Crane Data Logger


Movies, Books, Politicians the Water Bottle is Under Siege

Take a plastic water bottle at your own hazard; the sway of popular perspective is turning away from you. From popular rating documentaries, to the written word and campaigns, the hottest topic around is the horror of bottled water and the waste of resources that the industry forces.

The producing, transportation and disposal of water in petrochemical plastic bottles consumes tremendous quantities of water and energy, and generates large amounts of greenhouse gases and waste.

Director of the recent documentary ‘Tapped: get off the bottle’ Stephanie Soechtig says “1500 water bottles end up in landfill every second – that’s 30 million water bottles a day! We wanted to show people just how much waste is generated by bottled water.” The crew behind Tapped are publicizing the documentary with an across-America roadshow, asking money from citizens to take down their water bottle waste and taking their discarded plastic water bottle for a reusable stainless steel bottle. Download Tapped from Amazon or iTunes.

A short film ‘The Story of Bottled Water’ was released on World Water Day in March. From Annie Leonard of the critically acclaimed ‘The Story of Stuff’, this film explores the method that is used to swaying Americans into buying around hundreds of millions of bottles of water a week, despite the option of a few cents cost for clean tap water. Check out this new animation on You Tube.

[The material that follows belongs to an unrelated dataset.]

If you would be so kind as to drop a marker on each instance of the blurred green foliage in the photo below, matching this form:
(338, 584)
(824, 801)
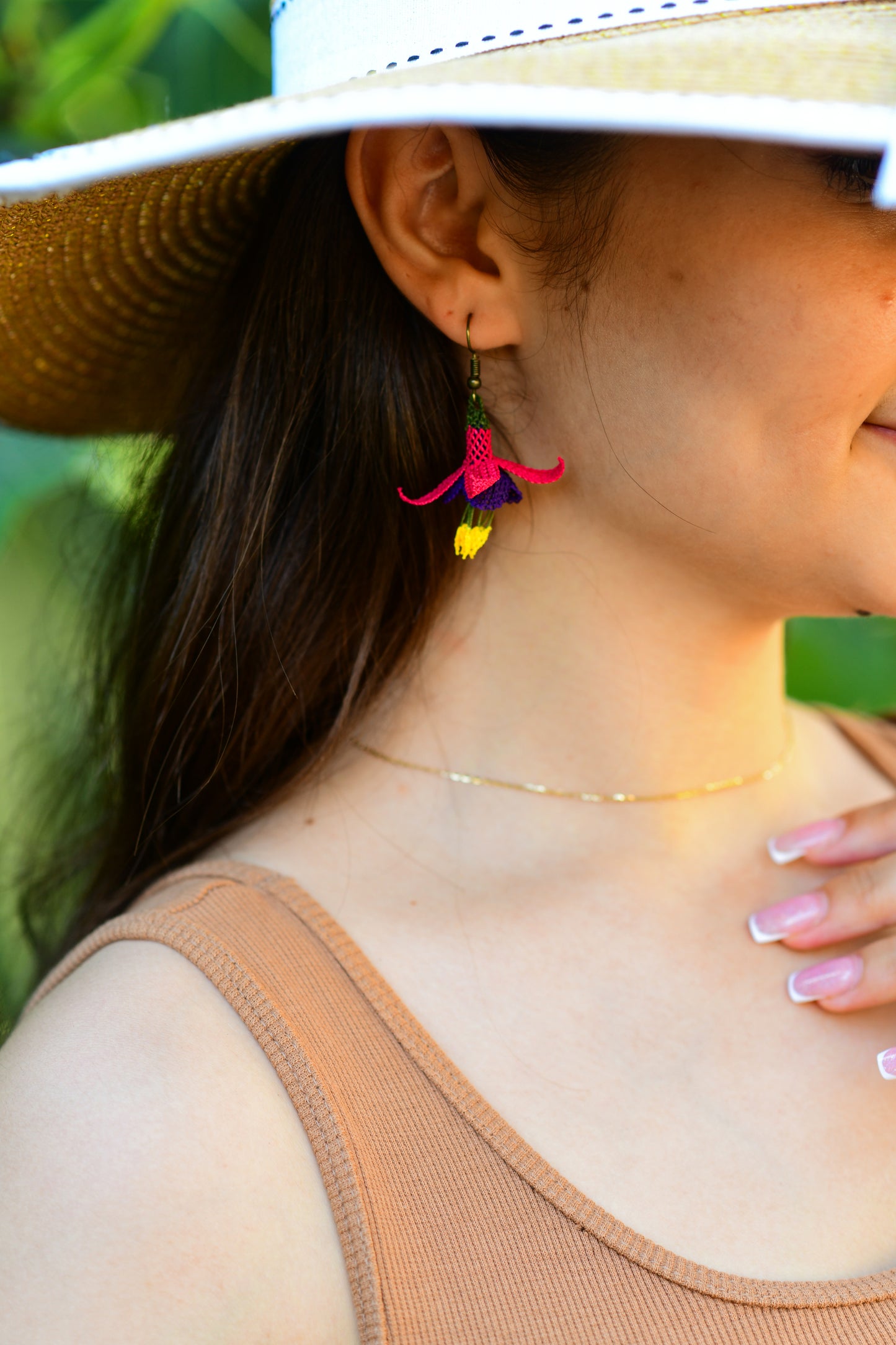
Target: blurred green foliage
(77, 70)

With her book ‘Bottlemania’, author Elizabeth Royte demonstrates one of the most massive marketing coups of our century and demands a sudden environmental alarm bell. She asks the red flags we must at some point respond to. Who owns our drinking water? What can happen when a bottled-water company stakes a claim on your town’s source? Is the water coming out of a tap absolutely safe? What really is the environmental factor of production, transportation and disposal of one plastic water bottle?

Politicians from all around the nation are beginning to understand that they must do something – markedly when the places where they serve are major consumers of bottled water. How often do we view a politician at a function drinking from a water bottle. Why can’t they might use a water glass in Parliament House.

Leslie Samuelrich of Corporate Accountability International, stated “Cities and states are spending hundreds of millions of taxpayer dollars on bottled water, and that’s not to mention what’s spent to deal with all the plastic bottles that are thrown out.”

In July 2009, the NSW rural town of Bundanoon became the first place of Australia to prohibited the selling of bottled water. Some 60 places in the US and a few in Canada and the United Kingdom have now banned the spending of taxpayer dollars on bottled water.

It is doubtless that these dilemmas will be brought to the table come World Water Week 2010 from September 5 to 11 in Stockholm, Sweden, the annual meeting for the environment’s most urgent water-related issues.